Wolfe's Alzheimer's study has surprising findings


Michael Wolfe
Michael Wolfe, Mathias P. Mertes
Professor of Medicinal Chemistry

A University of Kansas study of rare gene mutations that cause hereditary Alzheimer's disease shows these mutations disrupt production of a small sticky protein called amyloid.

Plaques composed of amyloid are notoriously found in the brain in Alzheimer’s disease and have long been considered responsible for the inexorable loss of neurons and cognitive decline. Using a model species of worm called C. elegans that’s often used in labs to study diseases at the molecular level, the research team came to the surprising conclusion that the stalled process of amyloid production — not the amyloid itself — can trigger loss of critical connections between nerve cells.

The research, appearing in the journal Cell Reports, was headed by Michael Wolfe, Mathias P. Mertes Professor of Medicinal Chemistry at KU. 

The research team focused on the rare inherited mutations because these mutations are found in genes that encode proteins that produce amyloid.

“If we can understand what's happening in this inherited form of the disease where a single mutation can trigger it,” Wolfe said, “that might be a clue to what's going on in all the other cases.” 

The rare mutations are particularly devastating, as they fate the mutation carrier to Alzheimer’s disease in middle age, and children of a mutation carrier have a 50% chance of inheriting the disease-causing mutation.

Wolfe said hereditary Alzheimer’s disease shows the same pathology, the same presentation clinically and the same progression of symptoms as the “common, garden-variety” of Alzheimer's related to old age.

An illustration shows synaptic degeneration triggered by stalled γ-secretase enzyme-substrate complexes. Credit: Julia J. Wolfe, M.F.A. (juliajwolfe.com)
An illustration shows synaptic degeneration triggered by stalled
γ-secretase enzyme-substrate complexes. Credit: Julia J. Wolfe, M.F.A.
(juliajwolfe.com)

“You see the same amyloid plaques in the hereditary disease,” he said. “We think that these inherited mutations, though rare, are key to what's going on with all Alzheimer’s disease.”

Wolfe, who earned his doctorate at KU and returned to the university seven years ago for collaborative research opportunities, joined forces with Brian Ackley, associate professor of molecular biology at KU, whose lab specializes in research with the C. elegans model worm. The research team also included other KU collaborators as well as investigators in Beijing, China, and at Harvard Medical School.

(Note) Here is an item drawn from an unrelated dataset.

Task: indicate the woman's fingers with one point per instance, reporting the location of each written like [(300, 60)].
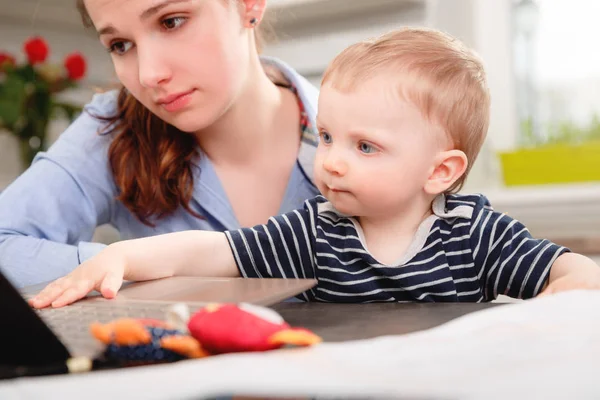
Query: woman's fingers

Co-authors with KU’s Department of Medicinal Chemistry were Sujan Devkota, Vaishnavi Nagarajan, Arshad Noorani and Sanjay Bhattarai; co-authors at KU’s Department of Molecular Biosciences were Ackley and Yinglong Miao; and co-authors from KU’s Center for Computational Biology were Hung Do and Anita Saraf. Other KU co-authors were Caitlin Overmeyer of the Graduate Program in Neurosciences and Justin Douglas of KU’s Nuclear Magnetic Resonance Core Lab. The KU personnel collaborated with Rui Zhou of Tsinghua University in Beijing and Masato Maesako of Harvard Medical School.

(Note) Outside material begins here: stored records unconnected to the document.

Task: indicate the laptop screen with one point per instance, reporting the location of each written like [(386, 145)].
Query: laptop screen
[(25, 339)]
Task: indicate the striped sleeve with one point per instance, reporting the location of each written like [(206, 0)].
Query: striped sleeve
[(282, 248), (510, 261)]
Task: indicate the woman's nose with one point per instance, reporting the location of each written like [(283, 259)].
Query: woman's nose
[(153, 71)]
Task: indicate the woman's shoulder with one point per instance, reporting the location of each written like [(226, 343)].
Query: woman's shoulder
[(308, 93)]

Wolfe said the discovery could point the way toward new approaches to Alzheimer’s therapies, and he hoped fellow researchers and developers of drug therapies would pay close attention to his team’s results. 

“Our findings suggest what’s needed is a stimulator of the amyloid-producing enzyme, to restart stalled processes and address both problems: eliminating stalled protein complexes that lead to degeneration of nerve cell connections and producing more soluble forms of amyloid. This approach could address both contributing factors simultaneously.”